How Hollywood’s Sexual Misconduct Policies Have Changed in the Year Since #MeToo

“The law has remained the same,” entertainment lawyer Elsa Rama tells TheWrap, but “the volume of reporting is just exponentially more”

One year after the launch of the #MeToo movement with the New York Times’ and the New Yorker’s award-winning exposés of indie mogul Harvey Weinstein, Hollywood insiders say that there have been some significant changes to address sexual misconduct in the industry.

Many studios, networks and other entertainment companies have tightened contract language and increased employee training programs to prevent harassment in executive offices, on film and TV sets and even in audition rooms, executives and entertainment lawyers said.

Despite the career downfall of high-profile men such as Weinstein, CBS CEO Les Moonves and Def Jam founder Russell Simmons following multiple accusations of sexual misconduct, though, questions linger about how effective these steps have been to change Hollywood’s culture.

“The law has remained the same. What’s different is the volume of reporting is just exponentially more,” Elsa Rama, an entertainment lawyer, told TheWrap.

“More people are reporting bad behavior and employers are more sensitive to handling it and adhering to the law, whereas before our industry was probably a bit too casual about it,” she added.

And many companies are trying to get ahead of the accusation wave by educating employees about acceptable behavior with mandatory training sessions across departments. Angela Reddock-Wright, a Los Angeles attorney who specializes in sexual harassment and discrimination, estimated that the number of prevention trainings that she gives has increased 50 percent in the last year.

“In light of what’s happening, companies and studios want to make sure they are re-educating their managers and supervisors on what to do when issues of sexual harassment are reported to them,” she said.

Contracts have also come under focus in the last year. Although sexual harassment was always considered a breach of contracts, experts told TheWrap that legal language that was purposefully broad before #MeToo is now being tightened to provide clearer consequences for cases of sexual harassment and assault.

“[Many contracts] are much more specific in terms of providing a sexual harassment policy that’s curtailed to production setting, having a reporting mechanism that’s very clear, but also having the ability for grounds for termination, as well as what to do with allegations outside the workplace environment,” Rama said.

Another entertainment attorney, who asked not to be named, told TheWrap that the main differences have come at the negotiating table. Whereas agents once had more leeway to negotiate morality clauses out of contracts for talent, studios are now more likely to insist that they remain.

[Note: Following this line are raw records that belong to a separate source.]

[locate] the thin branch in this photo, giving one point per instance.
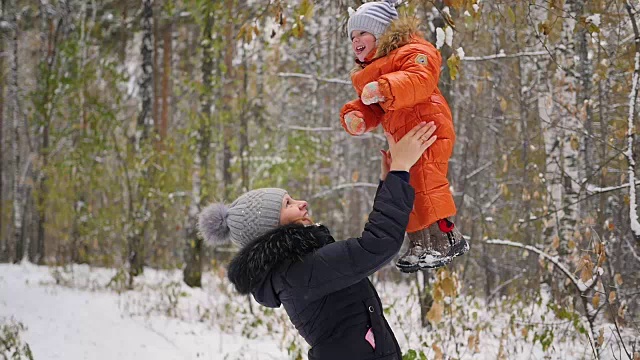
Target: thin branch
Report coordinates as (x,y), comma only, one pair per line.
(315,78)
(502,55)
(578,283)
(633,94)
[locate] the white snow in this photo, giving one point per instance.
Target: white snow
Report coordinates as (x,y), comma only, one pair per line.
(439,38)
(594,19)
(164,319)
(448,39)
(67,323)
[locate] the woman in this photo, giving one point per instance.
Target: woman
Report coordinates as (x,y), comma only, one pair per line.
(323,285)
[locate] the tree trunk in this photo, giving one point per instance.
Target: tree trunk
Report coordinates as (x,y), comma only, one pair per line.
(583,94)
(156,68)
(192,273)
(167,49)
(4,248)
(145,127)
(18,199)
(227,109)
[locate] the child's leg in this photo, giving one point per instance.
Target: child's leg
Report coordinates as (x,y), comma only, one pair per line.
(446,243)
(421,253)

Moreover, the attorney said that morality clauses were previously intended to address criminal convictions and actors going to jail, but now they are getting broadened to include various forms of sexual misconduct that may not require legal outcomes.

Reddock-Wright said the effectiveness of any policy change is ultimately dependent on people’s willingness to follow it — or not. “So the real question is — if we have had laws and policies against sexual harassment in the workplace for years, why does harassment continue to happen? Why is the #MeToo movement so prevalent?” she said.

“It ultimately comes down to power — those who use their power and influence to exercise control over individuals, and to make individuals believe that if they do not succumb to their sexual propositions, they will not make it in this town,” she said. “Some use their powers for good. Others use them to take advantage of others.”

The advent of the #MeToo movement has raised general awareness of the issue — which has taken down both executives like Weinstein as well as on-camera stars like Kevin Spacey and Louis C.K.

Stars and prominent Hollywood figures like Jessica Chastain, Reese Witherspoon and Shonda Rhimes helped launch the Time’s Up initiative, a fund that aims to support employees who encounter sexual harassment and gender inequality in the workplace.

The major Hollywood guilds have also released new guidelines since last fall intended to protect their members from harassment and other abuse — though many are not legally or contractually binding. In April, SAG-AFTRA released a guideline calling on producers to refrain from holding professional meetings in hotel rooms and private residences, and urged actors to avoid high-risk locations as well.

The move came after Weinstein was accused by several women of misconduct inside hotel rooms in cities around the world, from Beverly Hills to New York to Cannes, France. (He has denied any accusation of nonconsensual sex.) These guidelines were contractually adopted by the Network Television Code in July, which SAG-AFTRA president Gabrielle Carteris described as a “real victory.”

The union is also working to develop rules that will better protect actors during on-screen nudity and sex scenes.

“There’s so much more exposure to your body and there’s more [on-screen] intimacy taking place,” Carteris told TheWrap. “Our conversations actually deal with the whole process of being a performer… and the vulnerabilities you have, and then we’re creating structures around those vulnerabilities.”

Even Carteris admits she does not know whether #MeToo advocates can make lasting change to how Hollywood does business.

“I know there’s been a shift. It’s happening in the audition room, it’s happening on set,” she told TheWrap. “We’re going to have to wait and see if it’s a sustainable shift. Kudos to those people who really recognize that there needs to be a change.”